Precision, recall, F1, ROC, and AUC

That's a lot of terminology in this section title! We'll break it down piece by piece and gradually move from the confusion matrix concept we just introduced to the AUC metric.

The number of true positive (tp), false negative (fn), and false positive (fp) values defined in the previous section are used to define the precision and recall values as follows:

$in precision = \frac{tp}{tp+fp}$in

$in recall = \frac{tp}{tp+fn}$in

Recall is also referred to as the true positive rate as it measures the fraction of positive labels that were corrected identified as positive. It is also referred to as sensitivity. Precision and Recall are useful metrics to use in imbalanced datasets to understand the performance of your classifier.

Precision is best used when it is important to not have false positive values, such as if a job could be lost due to the outcome of the model, in this instance we'd want to limit the number of positive predictions that were incorrect.

Recall, on the other hand, is useful when it is more important to classify all the positive labels than it is to incur a few false positives, such as detecting fraudulent bank transactions.

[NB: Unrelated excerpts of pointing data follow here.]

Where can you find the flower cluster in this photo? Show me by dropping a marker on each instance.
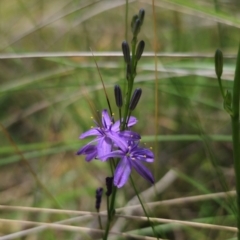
(111, 143)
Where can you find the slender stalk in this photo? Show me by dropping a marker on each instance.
(235, 134)
(144, 209)
(110, 212)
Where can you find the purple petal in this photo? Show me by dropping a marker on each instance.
(130, 135)
(132, 121)
(91, 132)
(106, 120)
(91, 155)
(143, 171)
(89, 150)
(116, 126)
(122, 172)
(144, 154)
(117, 153)
(118, 140)
(104, 146)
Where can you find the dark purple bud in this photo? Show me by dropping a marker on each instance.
(109, 182)
(129, 71)
(136, 27)
(218, 63)
(126, 52)
(135, 98)
(140, 49)
(141, 15)
(134, 19)
(118, 95)
(99, 192)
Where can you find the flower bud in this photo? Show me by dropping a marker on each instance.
(136, 27)
(129, 71)
(99, 192)
(126, 52)
(109, 182)
(135, 98)
(140, 49)
(118, 95)
(134, 19)
(141, 15)
(218, 63)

We have just outlined how, in different situations, precision or recall can be the more important metric. However, in an endeavour to provide a single metric to define the performance of a classifier, the F1 metric was created which is the harmonic average of the precision and recall and is defined as:

$in F1 = 2\frac{precision * recall}{precision + recall} $in

Another problem that you may have noticed with precision, recall, and the F1 score is that if you swap the positive and negative labels when you have imbalanced datasets then the classifier will have different recall, precision, and F1 scores. A possible way to avoid this is to always use make sure that the minority class is the positive label. Proposed alternatives have also included taking into account all sectors of the confusion matrix such as using a P4 score which uses the precision and recall as well as the specificity and negative prediction value (NPV) metrics also:

$in specificity = \frac{tn}{tn+fp} $in
$in NPV = \frac{tn}{tn+fn} $in
$in P4 = \frac{4}{\frac{1}{precision} + \frac{1}{recall} + \frac{1}{specificity} + \frac{1}{NPV}} = \frac{4}{}$in

Another parameter which can affect the precision and recall values is the threshold used to classify the class labels. If the threshold, a value between 0 and 1, is set to 1 then every value is classified as the negative class, and if the threshold is set to 0 then every example is classified as the positive class. To understand how the threshold affects the performance of the model, the recall is plotted against the false positive rate (equal to 1-specificity). This plot is called the receiver operating characteristic curve. The ideal ROC curve for a perfect classifier would be a single point of recall 1 and false positive rate (1-specificity) of 0. A random guess of the classification, at least for a very large number of samples and in a balanced dataset, would approach a y=x line in this plot

We noted that the perfect classifier would have a false positive rate (FPR) of 0 and a recall of 1 but this is for any reasonable threshold used in the classification. The ROC curve will also plot any unreasonable classification thresholds as well, such as positive and negative infinity. For these extremes threshold values either non or all of the values will be classified positive respectively. This means that our perfect model would also plot at (0,0) and (1,1) on the ROC plot as well. This would give an area under this curve of 1. A random guess at the classification, under the assumption of a balanced dataset, would be 0.5. So, although the curve itself only gives a visual cue of the performance of the model for various thresholds, we can use this plot to define a metric to quantitatively describe the performance of our classifier by measuring the area under the curve. This is known as the ROC AUC, or simply AUC, where AUC stands for "area under curve". The closer the value to 1, the better the performance fo the classifier.